# Electric Forces

## Homework Statement

An electron is released a short distance above the surface of the Earth. A second electron directly below it exerts an electrostatic force on the first electron just great enough to cancel the gravitational force on it. How far below the first electron is the second? M

## Homework Equations

F = G(MeMp)/r^2
F = Ke|q1||q2|/r^2

## The Attempt at a Solution

I am not sure how to attempt this problem but this is what i thought.

F = (6.67 x 10^-11) (9.11 x 10^-31)(1.67 x 10^-27)/r^2

my problem there is i dont know how to find F to solve for r. its the same way if i use the other formula I still dont know F to solve for r.

I don't understand this at all and what numbers am i suppose to find to do this.

Kurdt
Staff Emeritus
Gold Member
All you have to do for this is make the gravitational force equal to the electrostatic force and solve for r.
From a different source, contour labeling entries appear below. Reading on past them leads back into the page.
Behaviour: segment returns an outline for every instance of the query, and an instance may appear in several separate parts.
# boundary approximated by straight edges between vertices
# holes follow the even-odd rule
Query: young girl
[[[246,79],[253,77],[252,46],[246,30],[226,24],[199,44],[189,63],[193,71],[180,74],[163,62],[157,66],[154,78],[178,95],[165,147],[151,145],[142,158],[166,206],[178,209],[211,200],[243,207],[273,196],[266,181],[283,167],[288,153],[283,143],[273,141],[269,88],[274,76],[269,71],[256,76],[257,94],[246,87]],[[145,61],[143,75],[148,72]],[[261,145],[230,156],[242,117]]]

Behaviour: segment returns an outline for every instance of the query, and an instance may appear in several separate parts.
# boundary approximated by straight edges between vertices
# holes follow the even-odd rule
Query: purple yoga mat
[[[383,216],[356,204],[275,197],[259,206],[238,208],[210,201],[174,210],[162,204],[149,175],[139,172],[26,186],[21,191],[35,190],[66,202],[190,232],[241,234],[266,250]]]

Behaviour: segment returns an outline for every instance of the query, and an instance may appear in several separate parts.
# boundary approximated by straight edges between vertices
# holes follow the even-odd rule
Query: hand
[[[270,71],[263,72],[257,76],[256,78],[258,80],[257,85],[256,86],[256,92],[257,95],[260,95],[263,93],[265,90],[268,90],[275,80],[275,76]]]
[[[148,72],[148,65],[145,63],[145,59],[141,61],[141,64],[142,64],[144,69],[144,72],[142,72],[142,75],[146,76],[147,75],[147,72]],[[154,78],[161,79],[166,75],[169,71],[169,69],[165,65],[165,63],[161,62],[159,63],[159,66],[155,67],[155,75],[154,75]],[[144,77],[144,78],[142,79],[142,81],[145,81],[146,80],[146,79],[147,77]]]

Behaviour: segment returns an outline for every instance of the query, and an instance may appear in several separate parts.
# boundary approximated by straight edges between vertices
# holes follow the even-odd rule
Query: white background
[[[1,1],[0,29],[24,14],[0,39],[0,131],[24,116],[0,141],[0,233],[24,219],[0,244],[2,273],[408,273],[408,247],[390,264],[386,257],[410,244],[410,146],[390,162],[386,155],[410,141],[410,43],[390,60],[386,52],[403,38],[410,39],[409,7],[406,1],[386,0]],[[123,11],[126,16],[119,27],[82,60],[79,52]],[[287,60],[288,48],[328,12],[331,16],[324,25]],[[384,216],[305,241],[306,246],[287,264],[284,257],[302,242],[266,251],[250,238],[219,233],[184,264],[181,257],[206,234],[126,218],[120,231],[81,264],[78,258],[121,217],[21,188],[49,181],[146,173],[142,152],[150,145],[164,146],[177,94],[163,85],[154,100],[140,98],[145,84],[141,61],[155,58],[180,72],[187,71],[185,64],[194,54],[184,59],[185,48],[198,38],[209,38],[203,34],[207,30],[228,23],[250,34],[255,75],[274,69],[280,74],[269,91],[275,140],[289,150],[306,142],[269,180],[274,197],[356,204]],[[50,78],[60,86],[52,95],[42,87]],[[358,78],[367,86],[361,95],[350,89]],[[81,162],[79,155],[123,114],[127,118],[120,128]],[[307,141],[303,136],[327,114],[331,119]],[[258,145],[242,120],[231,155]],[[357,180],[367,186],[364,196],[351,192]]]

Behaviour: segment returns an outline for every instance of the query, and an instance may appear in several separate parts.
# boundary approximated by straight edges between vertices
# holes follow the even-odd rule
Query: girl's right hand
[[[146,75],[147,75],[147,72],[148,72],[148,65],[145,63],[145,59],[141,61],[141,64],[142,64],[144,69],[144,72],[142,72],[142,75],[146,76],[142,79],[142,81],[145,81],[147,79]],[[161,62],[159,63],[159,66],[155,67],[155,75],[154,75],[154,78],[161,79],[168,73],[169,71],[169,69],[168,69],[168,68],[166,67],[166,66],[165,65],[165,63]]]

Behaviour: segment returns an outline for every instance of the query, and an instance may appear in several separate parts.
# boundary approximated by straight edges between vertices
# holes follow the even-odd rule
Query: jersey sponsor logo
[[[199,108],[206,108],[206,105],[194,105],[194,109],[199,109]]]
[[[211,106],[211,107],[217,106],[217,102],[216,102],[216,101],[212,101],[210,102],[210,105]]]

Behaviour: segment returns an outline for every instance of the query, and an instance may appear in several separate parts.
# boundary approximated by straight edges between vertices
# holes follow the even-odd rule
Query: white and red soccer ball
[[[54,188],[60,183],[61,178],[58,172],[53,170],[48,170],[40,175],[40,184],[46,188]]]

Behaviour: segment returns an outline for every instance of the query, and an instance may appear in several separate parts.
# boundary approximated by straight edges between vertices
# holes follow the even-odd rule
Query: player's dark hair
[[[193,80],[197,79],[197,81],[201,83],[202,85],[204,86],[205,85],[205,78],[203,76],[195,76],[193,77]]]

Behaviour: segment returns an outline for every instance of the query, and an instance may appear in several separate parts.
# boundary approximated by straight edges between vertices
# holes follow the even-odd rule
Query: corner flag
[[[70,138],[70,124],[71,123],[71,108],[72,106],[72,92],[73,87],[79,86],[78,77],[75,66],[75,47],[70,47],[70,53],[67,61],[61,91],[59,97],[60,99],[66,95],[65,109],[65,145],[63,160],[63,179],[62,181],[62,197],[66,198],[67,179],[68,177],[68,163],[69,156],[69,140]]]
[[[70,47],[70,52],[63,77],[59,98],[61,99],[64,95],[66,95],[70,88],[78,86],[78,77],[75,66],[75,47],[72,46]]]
That is:

$$G\frac{M_Em_e}{r_e^2}=K\frac{e^2}{r^2}$$

Remember re is the radius of the Earth and r is the distance between the electrons so they are not the same thing if thats what was confusing you originally.

Okay, I understand the formula a bit but not sure of what the varibles are.

M_E = mass of electron?
m_e = mass of earth?
e = ?????

Kurdt
Staff Emeritus
Gold Member
e is the charge on an electron.

Thanks for the help on solving this.

I have one question, How did you get the equation K(e^2/r^2)?

ranger
Gold Member
Thanks for the help on solving this.

I have one question, How did you get the equation K(e^2/r^2)?

Since e is the charge of the electron and your system has two electrons, it is shorter to write K(e^2/r^2) rather than K(e*e/r^2).

Okay, I get it now thanks for the explanation.